Kit had heard of it. Bette might even have done the editing on a paper by one of Halsey’s mentors.

“You my father now, right?”

Experimental therapy for deprived youngsters, the approach seemed sensible. You put children together with whichever gender of adult they lacked around the home, and let them get a feel for what having a mommy or daddy might be like. Under supervision, of course. The room had a — what did you call those things? A one-way mirror?

“We play in here,” Arturo said, “and they watch in there.” One quick and dirty hand jabbed, all four fingers extended, towards the set-in mirror occupying most of one wall. “You better do good, Mister. They watch.”

Kit wasn’t yet over his surprise. That, plus the thought of his runaway wife. He took stock of the room. They’d probably hooked up the microphone overhead, among the fluorescents. There were two smallish chairs and a table, a shelf with jigsaw puzzles and games, and elsewhere Raggedy Andy and Annie slouched together with stitched-on smiles. In a corner stood a toy box. A couple of boy things lay on top, a gun and a bat, and below that a welter of surreal and plasticized colors, Kryptonite green and Superman blue and red. A nice theater.

“Hi Mom!” Arturo was in front of the mirror, waving. “Hi there, Doc Halsey! We doing fine.”

Kit exhaled deliberately. “I didn’t hear the doctor say anything about watching.”

“Yeah right.”

“We’re supposed to give him a report afterwards, aren’t we? Didn’t he say that?”

“Aw, he’s always saying that.” Arturo went on dancing before the mirror. “He won’t never let on what he’s got going here. But I figured it out right from the jump.”

The kid was a disco monkey with curly red hair, an animal Kit had never seen. Considerably more of a handful than Cecilia’s two Rucky-rats. He began undoing the complicated belt on his overcoat, saying aloud that, anyway, they were here. Here for the next half-hour. Might as well make the most…

Arturo turned around, arms dropping. “Don’t you want to say hello to my Mom, over there?”

Now why hadn’t Kit taken his coat off in the office?

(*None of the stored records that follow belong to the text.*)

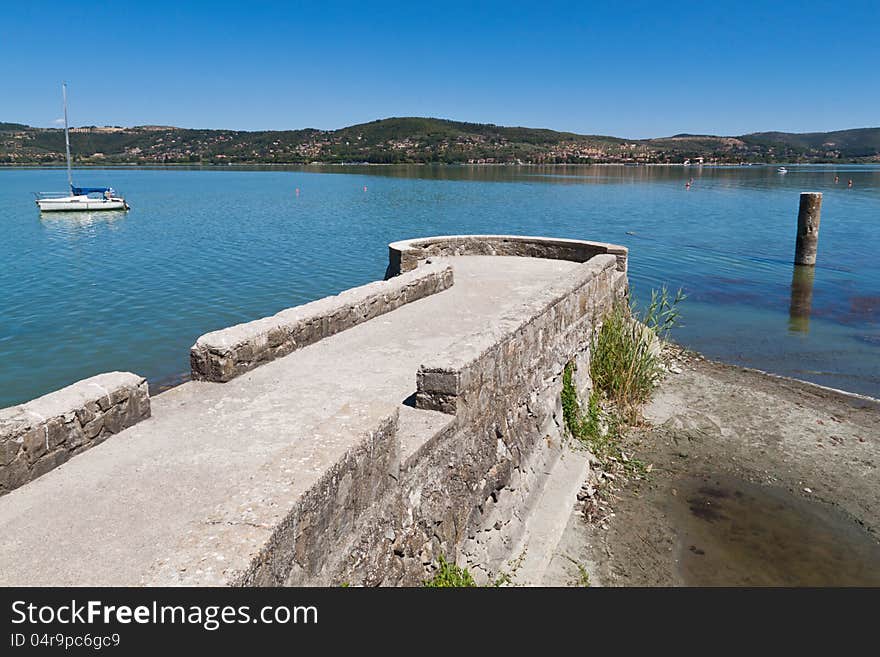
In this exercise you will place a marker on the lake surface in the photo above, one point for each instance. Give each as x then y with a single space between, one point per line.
205 248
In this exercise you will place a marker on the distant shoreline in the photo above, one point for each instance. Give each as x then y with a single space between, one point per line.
443 165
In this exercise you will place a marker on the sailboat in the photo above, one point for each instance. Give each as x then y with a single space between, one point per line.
79 198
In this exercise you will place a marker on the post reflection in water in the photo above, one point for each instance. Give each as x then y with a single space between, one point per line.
801 298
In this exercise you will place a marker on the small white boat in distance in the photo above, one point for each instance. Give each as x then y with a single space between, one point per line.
80 198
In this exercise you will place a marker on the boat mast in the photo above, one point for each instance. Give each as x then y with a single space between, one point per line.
67 137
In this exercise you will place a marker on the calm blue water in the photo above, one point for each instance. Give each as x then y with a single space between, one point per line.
203 249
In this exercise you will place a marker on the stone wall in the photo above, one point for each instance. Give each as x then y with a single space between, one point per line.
406 255
44 433
225 354
477 372
463 494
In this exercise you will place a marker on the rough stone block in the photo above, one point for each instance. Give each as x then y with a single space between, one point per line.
43 433
222 355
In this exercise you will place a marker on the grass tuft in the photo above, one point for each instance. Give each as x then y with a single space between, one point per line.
449 575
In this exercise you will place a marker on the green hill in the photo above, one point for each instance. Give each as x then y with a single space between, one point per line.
418 140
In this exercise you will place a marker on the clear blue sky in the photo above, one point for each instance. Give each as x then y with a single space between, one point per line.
632 69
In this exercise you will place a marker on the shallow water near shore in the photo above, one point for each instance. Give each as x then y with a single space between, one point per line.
733 533
202 249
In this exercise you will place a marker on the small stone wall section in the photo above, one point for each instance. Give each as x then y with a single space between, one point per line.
223 355
476 374
40 435
407 255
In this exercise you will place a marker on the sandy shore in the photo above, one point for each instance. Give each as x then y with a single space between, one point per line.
756 480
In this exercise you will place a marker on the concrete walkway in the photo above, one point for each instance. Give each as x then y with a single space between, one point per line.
217 463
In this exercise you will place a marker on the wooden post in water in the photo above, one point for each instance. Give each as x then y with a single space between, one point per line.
809 214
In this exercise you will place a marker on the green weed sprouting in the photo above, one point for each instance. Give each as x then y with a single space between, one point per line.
624 366
449 575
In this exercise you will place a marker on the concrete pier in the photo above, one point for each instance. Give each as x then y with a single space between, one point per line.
316 467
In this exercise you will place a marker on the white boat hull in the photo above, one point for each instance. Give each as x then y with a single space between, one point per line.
80 204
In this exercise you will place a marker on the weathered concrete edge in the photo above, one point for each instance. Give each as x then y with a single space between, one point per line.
223 355
297 551
442 381
406 255
40 435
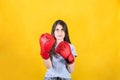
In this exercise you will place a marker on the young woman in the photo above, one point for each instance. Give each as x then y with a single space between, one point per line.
57 52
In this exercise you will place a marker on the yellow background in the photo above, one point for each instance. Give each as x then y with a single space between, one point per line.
94 28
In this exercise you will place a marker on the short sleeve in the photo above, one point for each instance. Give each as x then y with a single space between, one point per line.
73 50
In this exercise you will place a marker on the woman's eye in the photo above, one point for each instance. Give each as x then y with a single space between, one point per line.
56 29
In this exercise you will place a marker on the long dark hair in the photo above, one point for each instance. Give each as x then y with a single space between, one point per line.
65 29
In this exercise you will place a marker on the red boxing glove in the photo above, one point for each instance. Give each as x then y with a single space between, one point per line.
46 42
64 50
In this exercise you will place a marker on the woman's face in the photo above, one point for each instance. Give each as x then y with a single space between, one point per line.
59 33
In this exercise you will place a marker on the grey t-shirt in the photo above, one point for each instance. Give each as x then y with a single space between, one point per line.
59 68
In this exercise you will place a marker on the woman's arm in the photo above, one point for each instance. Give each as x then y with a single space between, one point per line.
71 67
47 63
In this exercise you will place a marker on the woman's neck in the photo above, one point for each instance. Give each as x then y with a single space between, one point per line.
58 41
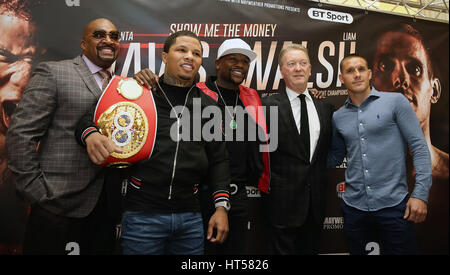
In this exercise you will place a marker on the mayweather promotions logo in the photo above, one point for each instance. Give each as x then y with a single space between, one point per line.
340 189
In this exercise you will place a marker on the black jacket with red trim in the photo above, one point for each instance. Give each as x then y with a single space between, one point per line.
167 182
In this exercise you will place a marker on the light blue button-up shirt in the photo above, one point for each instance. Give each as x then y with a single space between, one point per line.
375 137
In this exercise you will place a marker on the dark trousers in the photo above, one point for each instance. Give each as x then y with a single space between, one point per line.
47 233
303 240
385 227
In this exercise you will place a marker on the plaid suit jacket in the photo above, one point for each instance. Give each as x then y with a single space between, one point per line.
50 168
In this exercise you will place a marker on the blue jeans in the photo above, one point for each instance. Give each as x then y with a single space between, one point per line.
145 233
386 227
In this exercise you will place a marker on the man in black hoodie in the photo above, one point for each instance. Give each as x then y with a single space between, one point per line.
161 209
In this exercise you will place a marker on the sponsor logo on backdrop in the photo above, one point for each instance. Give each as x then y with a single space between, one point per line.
331 16
340 189
333 223
253 192
72 3
373 248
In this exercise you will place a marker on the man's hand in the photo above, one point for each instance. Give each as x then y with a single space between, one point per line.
219 221
99 147
416 210
147 78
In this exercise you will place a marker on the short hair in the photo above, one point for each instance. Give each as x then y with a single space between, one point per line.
292 47
409 30
173 37
353 56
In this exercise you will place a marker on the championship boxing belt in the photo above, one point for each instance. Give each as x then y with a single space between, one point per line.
126 113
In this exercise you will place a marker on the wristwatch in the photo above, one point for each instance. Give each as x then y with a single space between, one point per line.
224 204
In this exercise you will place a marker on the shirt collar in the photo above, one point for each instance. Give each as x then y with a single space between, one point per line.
94 68
373 94
293 95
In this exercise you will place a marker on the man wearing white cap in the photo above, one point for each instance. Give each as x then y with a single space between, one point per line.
239 106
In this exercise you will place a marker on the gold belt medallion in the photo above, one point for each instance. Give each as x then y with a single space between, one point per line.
126 124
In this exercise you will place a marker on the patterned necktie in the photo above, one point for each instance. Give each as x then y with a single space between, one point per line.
304 126
106 77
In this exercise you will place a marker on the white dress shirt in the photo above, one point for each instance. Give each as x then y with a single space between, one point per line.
313 117
95 69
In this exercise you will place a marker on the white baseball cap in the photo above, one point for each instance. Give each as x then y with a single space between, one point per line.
235 45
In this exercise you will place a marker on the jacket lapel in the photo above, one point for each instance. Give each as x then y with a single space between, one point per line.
287 117
319 110
86 75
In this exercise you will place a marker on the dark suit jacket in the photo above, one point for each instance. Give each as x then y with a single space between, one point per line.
59 176
294 180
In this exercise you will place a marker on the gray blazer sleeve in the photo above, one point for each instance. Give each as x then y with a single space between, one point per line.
29 124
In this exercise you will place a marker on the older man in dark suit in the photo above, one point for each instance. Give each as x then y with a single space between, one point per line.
296 199
68 203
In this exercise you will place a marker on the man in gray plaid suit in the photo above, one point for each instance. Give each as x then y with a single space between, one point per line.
52 172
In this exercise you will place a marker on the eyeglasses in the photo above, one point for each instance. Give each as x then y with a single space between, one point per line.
292 64
100 34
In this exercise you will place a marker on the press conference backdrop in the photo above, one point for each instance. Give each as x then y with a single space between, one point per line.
329 32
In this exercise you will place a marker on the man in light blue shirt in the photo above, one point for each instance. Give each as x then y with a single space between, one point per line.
373 130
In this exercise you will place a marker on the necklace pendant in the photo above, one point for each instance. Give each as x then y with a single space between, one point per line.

“You’re my Mom’s boss, ain’t you?”

And once more he was thinking of Bette, of how she’d left him feeling naked.

“Well ain’t you?”

Kit was nodding, tongue-tied again. “Yes,” he said finally. “Yes, I’m her boss.” He worked up a frown. “And your Mom doesn’t want you saying ain’t.”

Arturo took off around the room, circling Kit in great, leaping skips. “Well I know,” skip, “there’s something weird,” skip, “going on here, Mister.” Skip. “My Mom bringing her boss, that’s weird.” He skidded to a stop at the toy box and began pulling things out in handfuls. “Right.”

“Why does it have to be weird?” Kit asked. “Why does there have to be somebody watching, or me and your Mom pulling …”

“Hey, think fast!” Arturo spun up from the box and heaved a vivid yellow ball. If Kit hadn’t gotten a hand up — if he’d still had his head back in the Woods Hole crossing — he’d have been hit in the face.

“Stop that,” he said. “Why does it have to be weird? I don’t see that there’s any tricky business going …”

“Think fast!”

This time it was a miniature Frisbee. Arturo wasn’t so good with a backhand; the thing sailed wide.

“Cut it out! I’m telling you it’s no setup here, Arturo. Yeah, I’m your Mom’s boss, but …”

Yo, fast!”

Kit actually caught this one, a fad toy called Stretch Armstrong. A rubbery thing, an impact like a beanbag’s; the doctor had thought ahead.